Comparing the gut microbiota of Sichuan golden monkeys across multiple captive and wild settings: roles of anthropogenic activities and host factors

Abstract

Background: Captivity and artificial food provision are common conservation strategies for the endangered golden snub-nosed monkey (Rhinopithecus roxellana). Anthropogenic activities have been reported to impact the fitness of R. roxellana by altering their gut microbiota, a crucial indicator of animal health. Nevertheless, the degree of divergence in gut microbiota between different anthropogenically-disturbed (AD) R. roxellana and their counterparts in the wild has yet to be elucidated. Here, we conducted a comparative analysis of the gut microbiota across nine populations of R. roxellana spanning China, which included seven captive populations, one wild population, and another wild population subject to artificial food provision.
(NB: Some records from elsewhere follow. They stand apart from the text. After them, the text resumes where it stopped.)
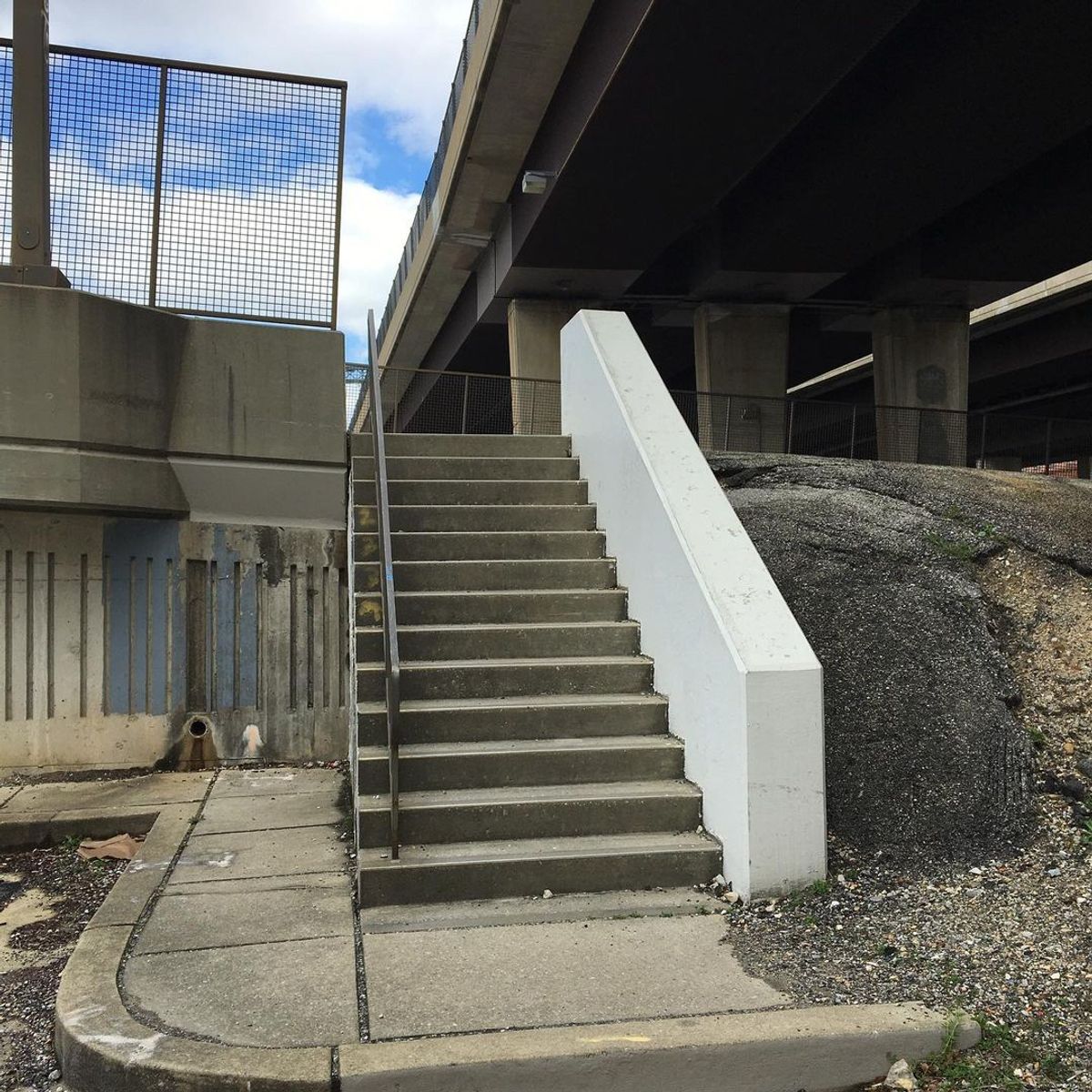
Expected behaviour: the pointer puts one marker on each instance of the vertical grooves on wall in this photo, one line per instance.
(148, 631)
(326, 637)
(236, 632)
(259, 647)
(342, 633)
(213, 633)
(50, 632)
(8, 663)
(30, 634)
(132, 636)
(83, 634)
(310, 637)
(293, 626)
(168, 647)
(106, 633)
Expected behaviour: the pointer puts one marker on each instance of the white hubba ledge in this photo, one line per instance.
(743, 685)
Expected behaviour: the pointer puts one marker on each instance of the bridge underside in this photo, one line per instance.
(851, 181)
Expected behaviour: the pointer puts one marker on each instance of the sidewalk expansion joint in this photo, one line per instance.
(148, 1019)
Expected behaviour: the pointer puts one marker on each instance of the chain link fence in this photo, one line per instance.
(191, 188)
(463, 402)
(456, 402)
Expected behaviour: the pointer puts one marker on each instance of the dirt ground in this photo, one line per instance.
(46, 899)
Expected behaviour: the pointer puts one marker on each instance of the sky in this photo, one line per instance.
(398, 57)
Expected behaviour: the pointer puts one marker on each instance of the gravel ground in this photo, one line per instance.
(1004, 934)
(34, 955)
(1007, 942)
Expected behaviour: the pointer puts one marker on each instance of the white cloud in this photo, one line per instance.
(110, 228)
(375, 225)
(399, 56)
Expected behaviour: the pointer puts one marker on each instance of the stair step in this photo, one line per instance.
(481, 518)
(430, 767)
(434, 468)
(485, 545)
(480, 814)
(571, 491)
(535, 605)
(469, 446)
(541, 716)
(508, 574)
(523, 867)
(490, 642)
(511, 678)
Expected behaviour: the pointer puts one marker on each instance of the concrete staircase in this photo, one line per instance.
(535, 753)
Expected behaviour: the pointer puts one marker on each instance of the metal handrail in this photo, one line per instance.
(392, 667)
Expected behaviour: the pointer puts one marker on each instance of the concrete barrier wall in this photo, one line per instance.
(115, 632)
(743, 685)
(106, 405)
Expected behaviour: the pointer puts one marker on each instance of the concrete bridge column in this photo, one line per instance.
(534, 352)
(920, 359)
(742, 350)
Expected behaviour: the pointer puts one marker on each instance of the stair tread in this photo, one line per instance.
(531, 702)
(540, 849)
(483, 627)
(448, 481)
(663, 742)
(516, 662)
(500, 561)
(462, 593)
(536, 794)
(478, 508)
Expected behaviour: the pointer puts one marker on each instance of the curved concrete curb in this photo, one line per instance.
(818, 1049)
(104, 1048)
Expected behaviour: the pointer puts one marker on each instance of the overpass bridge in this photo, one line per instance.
(769, 190)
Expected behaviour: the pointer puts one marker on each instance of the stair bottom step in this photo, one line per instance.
(503, 869)
(533, 813)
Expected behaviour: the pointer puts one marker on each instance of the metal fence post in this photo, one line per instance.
(31, 248)
(153, 271)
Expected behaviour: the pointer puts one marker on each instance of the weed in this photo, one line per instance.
(958, 550)
(993, 1063)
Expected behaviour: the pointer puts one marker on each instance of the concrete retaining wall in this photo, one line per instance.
(106, 405)
(743, 685)
(114, 632)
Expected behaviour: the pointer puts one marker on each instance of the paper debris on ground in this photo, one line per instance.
(119, 847)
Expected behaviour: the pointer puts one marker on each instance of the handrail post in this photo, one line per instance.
(391, 661)
(31, 244)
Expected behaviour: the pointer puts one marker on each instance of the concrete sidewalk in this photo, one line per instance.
(228, 956)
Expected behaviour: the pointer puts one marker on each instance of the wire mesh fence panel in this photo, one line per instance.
(103, 142)
(5, 152)
(249, 200)
(456, 402)
(191, 188)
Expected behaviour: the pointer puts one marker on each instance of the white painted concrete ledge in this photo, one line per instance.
(743, 685)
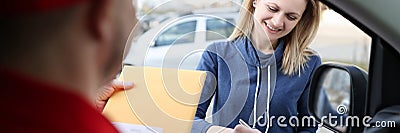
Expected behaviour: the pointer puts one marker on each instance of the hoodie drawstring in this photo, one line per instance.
(268, 97)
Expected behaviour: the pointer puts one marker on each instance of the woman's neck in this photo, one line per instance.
(263, 44)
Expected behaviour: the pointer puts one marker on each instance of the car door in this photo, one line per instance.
(381, 101)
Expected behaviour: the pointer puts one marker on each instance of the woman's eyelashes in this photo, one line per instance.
(274, 10)
(291, 17)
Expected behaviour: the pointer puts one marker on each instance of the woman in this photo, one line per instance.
(249, 83)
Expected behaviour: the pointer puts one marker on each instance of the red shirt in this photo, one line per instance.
(31, 106)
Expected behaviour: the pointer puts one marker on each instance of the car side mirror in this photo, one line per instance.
(337, 97)
(152, 43)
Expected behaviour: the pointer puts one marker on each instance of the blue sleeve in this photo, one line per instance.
(208, 62)
(303, 103)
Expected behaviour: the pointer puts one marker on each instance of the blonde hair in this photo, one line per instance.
(296, 53)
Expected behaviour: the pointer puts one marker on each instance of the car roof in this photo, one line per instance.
(377, 16)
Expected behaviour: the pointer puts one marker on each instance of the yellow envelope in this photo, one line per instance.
(162, 100)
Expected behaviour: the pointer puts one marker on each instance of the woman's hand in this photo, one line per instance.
(105, 92)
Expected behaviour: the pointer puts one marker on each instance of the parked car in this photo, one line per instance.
(179, 42)
(373, 93)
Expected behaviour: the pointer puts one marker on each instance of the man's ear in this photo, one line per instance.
(99, 22)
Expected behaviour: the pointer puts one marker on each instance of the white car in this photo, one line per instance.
(179, 43)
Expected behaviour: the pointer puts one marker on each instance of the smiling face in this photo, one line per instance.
(278, 17)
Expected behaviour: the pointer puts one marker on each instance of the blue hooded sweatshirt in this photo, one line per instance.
(236, 77)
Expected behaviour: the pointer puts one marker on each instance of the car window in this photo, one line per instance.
(177, 34)
(219, 29)
(339, 40)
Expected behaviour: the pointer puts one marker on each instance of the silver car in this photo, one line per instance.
(179, 42)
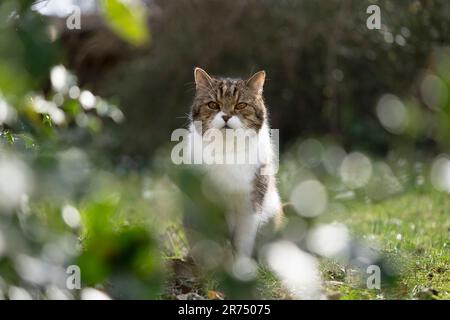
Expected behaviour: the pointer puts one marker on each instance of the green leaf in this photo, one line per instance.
(127, 19)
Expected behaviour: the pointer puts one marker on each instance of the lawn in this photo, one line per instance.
(411, 231)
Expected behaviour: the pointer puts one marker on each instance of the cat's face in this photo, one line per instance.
(229, 103)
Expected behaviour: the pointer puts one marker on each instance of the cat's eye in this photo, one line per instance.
(213, 105)
(240, 106)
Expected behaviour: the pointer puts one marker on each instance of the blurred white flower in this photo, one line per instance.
(93, 294)
(87, 99)
(392, 113)
(18, 293)
(71, 216)
(356, 170)
(329, 240)
(244, 269)
(309, 198)
(59, 78)
(440, 173)
(15, 181)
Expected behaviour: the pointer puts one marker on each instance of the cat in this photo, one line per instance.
(248, 189)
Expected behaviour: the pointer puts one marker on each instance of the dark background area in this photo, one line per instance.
(326, 70)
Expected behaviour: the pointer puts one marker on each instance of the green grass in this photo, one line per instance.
(412, 232)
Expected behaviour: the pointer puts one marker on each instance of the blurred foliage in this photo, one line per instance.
(326, 70)
(128, 20)
(374, 104)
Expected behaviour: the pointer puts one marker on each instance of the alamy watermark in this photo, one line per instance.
(73, 281)
(374, 20)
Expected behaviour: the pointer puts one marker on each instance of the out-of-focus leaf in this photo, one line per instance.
(127, 19)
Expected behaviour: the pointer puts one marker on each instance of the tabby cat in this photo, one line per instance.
(247, 188)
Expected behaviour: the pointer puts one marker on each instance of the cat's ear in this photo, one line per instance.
(256, 82)
(202, 79)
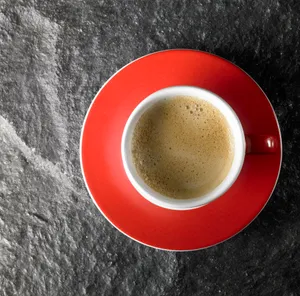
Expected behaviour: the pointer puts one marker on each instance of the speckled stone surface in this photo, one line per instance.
(54, 56)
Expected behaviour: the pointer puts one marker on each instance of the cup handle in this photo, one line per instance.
(261, 144)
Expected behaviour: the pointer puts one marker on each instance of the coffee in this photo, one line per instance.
(182, 147)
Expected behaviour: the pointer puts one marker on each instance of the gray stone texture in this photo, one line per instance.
(54, 56)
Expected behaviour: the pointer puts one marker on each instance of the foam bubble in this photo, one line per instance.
(182, 152)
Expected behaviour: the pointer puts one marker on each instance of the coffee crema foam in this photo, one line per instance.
(182, 147)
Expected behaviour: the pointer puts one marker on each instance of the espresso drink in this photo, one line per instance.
(182, 147)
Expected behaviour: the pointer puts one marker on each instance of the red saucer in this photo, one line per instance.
(105, 177)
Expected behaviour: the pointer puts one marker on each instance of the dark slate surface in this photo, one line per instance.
(54, 56)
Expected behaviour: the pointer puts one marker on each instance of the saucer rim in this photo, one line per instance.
(81, 155)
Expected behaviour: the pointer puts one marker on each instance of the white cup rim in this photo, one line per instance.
(239, 148)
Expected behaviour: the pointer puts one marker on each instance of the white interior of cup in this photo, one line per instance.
(238, 144)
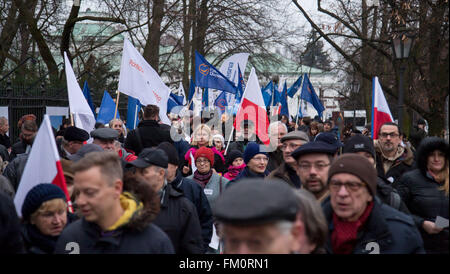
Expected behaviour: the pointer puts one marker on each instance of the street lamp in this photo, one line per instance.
(401, 46)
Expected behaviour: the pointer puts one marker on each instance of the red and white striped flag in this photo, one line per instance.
(380, 109)
(253, 108)
(43, 166)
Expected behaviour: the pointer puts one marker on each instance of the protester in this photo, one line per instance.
(313, 162)
(425, 192)
(392, 158)
(113, 221)
(287, 170)
(357, 221)
(44, 213)
(256, 163)
(149, 133)
(313, 225)
(276, 131)
(257, 217)
(191, 190)
(235, 164)
(72, 141)
(363, 146)
(11, 241)
(178, 216)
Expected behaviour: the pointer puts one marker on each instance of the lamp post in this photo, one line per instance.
(401, 46)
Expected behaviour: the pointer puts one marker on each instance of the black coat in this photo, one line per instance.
(125, 240)
(178, 218)
(194, 192)
(152, 134)
(10, 239)
(425, 201)
(393, 231)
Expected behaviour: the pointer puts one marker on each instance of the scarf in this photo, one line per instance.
(344, 235)
(202, 179)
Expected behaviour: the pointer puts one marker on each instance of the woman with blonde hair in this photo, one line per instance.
(425, 192)
(202, 137)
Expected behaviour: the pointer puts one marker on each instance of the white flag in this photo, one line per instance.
(79, 107)
(43, 165)
(139, 80)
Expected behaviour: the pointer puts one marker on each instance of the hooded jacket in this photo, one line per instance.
(132, 234)
(421, 194)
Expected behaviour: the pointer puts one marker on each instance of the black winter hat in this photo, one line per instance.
(359, 143)
(38, 195)
(427, 146)
(233, 155)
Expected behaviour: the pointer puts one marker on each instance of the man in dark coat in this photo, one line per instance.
(178, 216)
(149, 132)
(192, 190)
(113, 221)
(358, 222)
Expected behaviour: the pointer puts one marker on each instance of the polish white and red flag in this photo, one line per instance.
(43, 166)
(380, 108)
(253, 108)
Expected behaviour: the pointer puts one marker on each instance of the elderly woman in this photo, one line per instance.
(212, 183)
(44, 214)
(202, 137)
(425, 192)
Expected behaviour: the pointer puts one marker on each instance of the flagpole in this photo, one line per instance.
(117, 104)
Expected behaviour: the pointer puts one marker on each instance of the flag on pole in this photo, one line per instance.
(139, 80)
(43, 165)
(253, 108)
(207, 76)
(295, 86)
(79, 107)
(107, 109)
(134, 106)
(87, 95)
(380, 108)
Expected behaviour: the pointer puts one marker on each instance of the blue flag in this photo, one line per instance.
(221, 102)
(207, 76)
(267, 93)
(134, 106)
(107, 109)
(284, 105)
(294, 88)
(205, 98)
(309, 95)
(87, 95)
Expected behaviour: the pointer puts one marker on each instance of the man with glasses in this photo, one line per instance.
(287, 171)
(393, 159)
(313, 161)
(358, 221)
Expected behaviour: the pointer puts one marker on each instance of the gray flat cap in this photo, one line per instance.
(295, 135)
(105, 134)
(256, 202)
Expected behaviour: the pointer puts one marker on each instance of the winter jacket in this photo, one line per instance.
(151, 134)
(178, 218)
(136, 236)
(287, 174)
(10, 239)
(403, 162)
(391, 230)
(195, 194)
(214, 188)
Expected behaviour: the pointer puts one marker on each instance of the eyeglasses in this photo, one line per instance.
(317, 166)
(261, 159)
(392, 135)
(349, 186)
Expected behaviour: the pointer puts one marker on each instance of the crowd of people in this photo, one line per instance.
(319, 189)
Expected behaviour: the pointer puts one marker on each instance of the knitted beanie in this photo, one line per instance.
(357, 165)
(205, 152)
(38, 195)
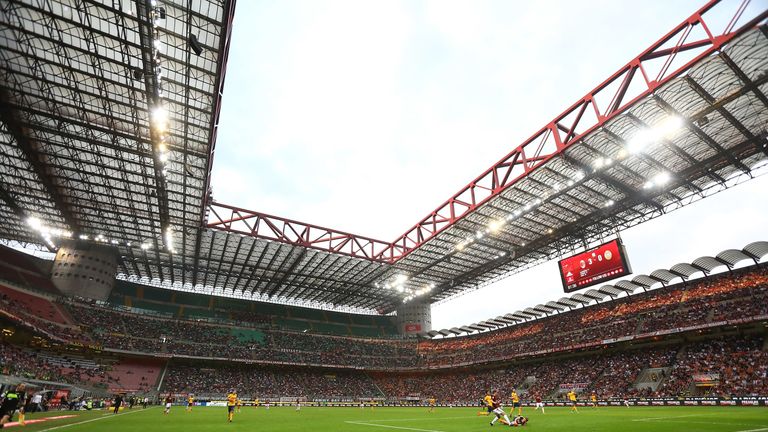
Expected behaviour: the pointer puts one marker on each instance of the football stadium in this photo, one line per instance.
(132, 296)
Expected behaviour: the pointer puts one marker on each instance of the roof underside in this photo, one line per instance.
(77, 152)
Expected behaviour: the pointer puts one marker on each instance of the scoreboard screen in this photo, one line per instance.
(600, 264)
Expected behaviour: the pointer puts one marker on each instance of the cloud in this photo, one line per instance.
(365, 116)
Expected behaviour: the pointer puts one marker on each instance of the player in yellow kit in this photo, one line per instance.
(231, 403)
(572, 401)
(487, 405)
(516, 403)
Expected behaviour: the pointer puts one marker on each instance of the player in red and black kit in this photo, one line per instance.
(168, 403)
(498, 411)
(12, 400)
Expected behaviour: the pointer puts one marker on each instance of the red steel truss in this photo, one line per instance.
(685, 45)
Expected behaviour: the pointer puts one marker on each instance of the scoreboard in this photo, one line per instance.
(600, 264)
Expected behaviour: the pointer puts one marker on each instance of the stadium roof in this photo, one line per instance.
(87, 87)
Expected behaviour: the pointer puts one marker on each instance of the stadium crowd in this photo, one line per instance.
(268, 382)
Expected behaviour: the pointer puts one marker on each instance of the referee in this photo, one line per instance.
(13, 400)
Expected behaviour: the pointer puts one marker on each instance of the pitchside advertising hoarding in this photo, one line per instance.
(600, 264)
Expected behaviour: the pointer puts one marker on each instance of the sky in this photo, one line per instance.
(365, 115)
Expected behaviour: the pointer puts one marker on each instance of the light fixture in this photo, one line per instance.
(664, 129)
(194, 44)
(662, 178)
(494, 225)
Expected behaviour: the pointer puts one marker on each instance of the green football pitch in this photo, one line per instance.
(318, 419)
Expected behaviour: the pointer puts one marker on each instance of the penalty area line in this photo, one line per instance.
(103, 417)
(391, 427)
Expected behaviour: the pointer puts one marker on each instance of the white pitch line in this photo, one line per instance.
(670, 417)
(390, 427)
(88, 421)
(416, 419)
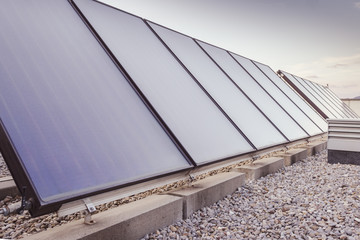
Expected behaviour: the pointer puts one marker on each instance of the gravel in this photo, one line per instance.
(308, 200)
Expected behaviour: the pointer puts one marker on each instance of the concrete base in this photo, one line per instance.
(130, 221)
(208, 191)
(294, 155)
(261, 168)
(343, 157)
(316, 147)
(8, 187)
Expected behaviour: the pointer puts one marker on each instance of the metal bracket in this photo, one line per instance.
(90, 208)
(191, 180)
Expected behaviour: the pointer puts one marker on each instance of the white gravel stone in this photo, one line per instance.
(308, 200)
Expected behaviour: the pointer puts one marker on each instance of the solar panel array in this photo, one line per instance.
(320, 97)
(93, 98)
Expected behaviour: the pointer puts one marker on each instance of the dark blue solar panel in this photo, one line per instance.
(76, 124)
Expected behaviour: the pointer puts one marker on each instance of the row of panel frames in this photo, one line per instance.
(319, 96)
(94, 98)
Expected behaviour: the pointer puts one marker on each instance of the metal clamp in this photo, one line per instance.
(90, 208)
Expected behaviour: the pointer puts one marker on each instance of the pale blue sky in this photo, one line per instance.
(315, 39)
Results: Both captivity and food provision significantly altered the gut microbiota. AD populations exhibited common variations, such as increased Bacteroidetes and decreased Firmicutes (e.g., Ruminococcus), Actinobacteria (e.g., Parvibacter), Verrucomicrobia (e.g., Akkermansia), and Tenericutes. Additionally, a reduced Firmicutes/Bacteroidetes ratiosuggested diminished capacity for complex carbohydrate degradation in captive individuals. The results of microbial functional prediction suggested that AD populations displayed heightened microbial genes linked to vitamin and amino acid metabolism, alongside decreased genes associated antibiotics biosynthesis (e.g., penicillin, cephalosporin, macrolides, and clavulanic acid) and secondary metabolite degradation (e.g., naphthalene and atrazine). These microbial alterations implied potential disparities in the health status between AD and wild individuals. AD populations exhibited varying degrees of microbial changes compared to the wild group, implying that the extent of these variations might serve as a metric for assessing the health status of AD populations. Furthermore, utilizing the individual information of captive individuals, we identified associations between variations in the gut microbiota of R. roxellana and host age, as well as pedigree. Older individuals exhibited higher microbial diversity, while a closer genetic relatedness reflected a more similar gut microbiota.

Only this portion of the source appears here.